Foreign Secretary Jack Straw presented the Foreign Office document to an EU council of ministers meeting last week with recommendations to counter the Israeli policy, but the council put off debate on it under pressure from Italy, the Guardian reported.
One of the recommendations is recognition of Palestinian political activities in Arab East Jerusalem. This would mean EU officials holding meetings with Palestinian National Authority (PNA) officials in Arab East Jerusalem.
Indeed, this was the case until a few years ago when most visiting foreign dignitaries used to meet PNA officials at Orient House despite fierce Israeli protests. No such meeting has taken place since 2001 when Israeli took over the building.
The details in the British Foreign Office report do not matter as much as whether the EU clearly understands Israeli Prime Minister Ariel Sharon's sinister plans to grab as much as possible of West Bank territory and leave the Palestinians with truncated chunks of land that would render unviable a Palestinian state with geographical continuity in an agreement he would like to call a peace accord.
The "separation," "security" or "apartheid" wall that Israel is building along the West Bank is clearly the Jewish state's version of border between Israeli-populated areas (settlements and plus some) of the territory and Palestinian majority parts.
The Foreign Office takes note that the vast concrete barrier, is being used to expropriate Arab land in and around Arab East Jerusalem. "This de facto annexation of Palestinian land will be irreversible without very large-scale forced evacuations of settlers and the re-routing of the barrier," it says.
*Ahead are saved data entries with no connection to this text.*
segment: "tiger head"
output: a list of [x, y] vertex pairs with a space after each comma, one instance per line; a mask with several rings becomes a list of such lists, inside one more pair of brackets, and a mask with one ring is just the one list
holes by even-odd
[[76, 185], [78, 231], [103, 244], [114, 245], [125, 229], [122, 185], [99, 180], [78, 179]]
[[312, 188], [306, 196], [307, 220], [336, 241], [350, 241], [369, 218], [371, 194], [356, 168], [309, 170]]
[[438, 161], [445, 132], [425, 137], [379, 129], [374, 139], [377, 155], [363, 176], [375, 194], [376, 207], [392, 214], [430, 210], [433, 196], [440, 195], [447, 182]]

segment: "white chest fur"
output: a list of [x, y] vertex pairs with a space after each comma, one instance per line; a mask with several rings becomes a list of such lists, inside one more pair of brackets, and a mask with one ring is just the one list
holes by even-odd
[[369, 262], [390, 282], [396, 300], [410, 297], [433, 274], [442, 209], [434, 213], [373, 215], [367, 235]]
"When the barrier is completed, Israel will control all access to East Jerusalem, cutting off its Palestinian satellite cities of Bethlehem and Ramallah, and the West Bank beyond. This will have serious ... consequences for the Palestinians," it says.
"Israel's main motivation is almost certainly demographic ... the Jerusalem master plan has an explicit goal to keep the proportion of Palestinian Jerusalemites at no more than 30 per cent of the total."
This would make a two-state solution impossible because a core demand of the Palestinians is for sovereignty over Arab East Jersusalem.
The report should be the catalyst for the European Union to step out of the shadows and assert itself as an influential player in the effort for peace in the Middle East.
It is not that the Europeans have not tried. Indeed, the bloc is one of the four powers behind the "roadmap" for peace in the Middle East along with the US, Russia and the United Nations. However, all past EU efforts to assert its rightful role were thwarted by the US, which always confined the Europeans to the role of bankrollers of Middle Eastern peace agreements and denied them any political role.
The British paper, which clearly documents Israel's concerted campaign to usurp one of the central pillars of any peace accord — Arab East Jerusalem — should open European eyes to the reality on the ground that the Jewish state is bent upon imposing its conditions on the Palestinians and therefore there is little sense in pursuing peace in the present direction.
The Europeans have the clout — after all they are Israel's largest export market — to pressure the Jewish state, and it is a factor often mentioned by member of European Parliament sympathetic to the Palestinian case if only because they know from close quarters the realities of the conflict. The question is: How far the European would shake themselves out of their lethargic attitude towards the Middle Eastern conflict and whether they would stand up and resist American pressure to keep out of the equation.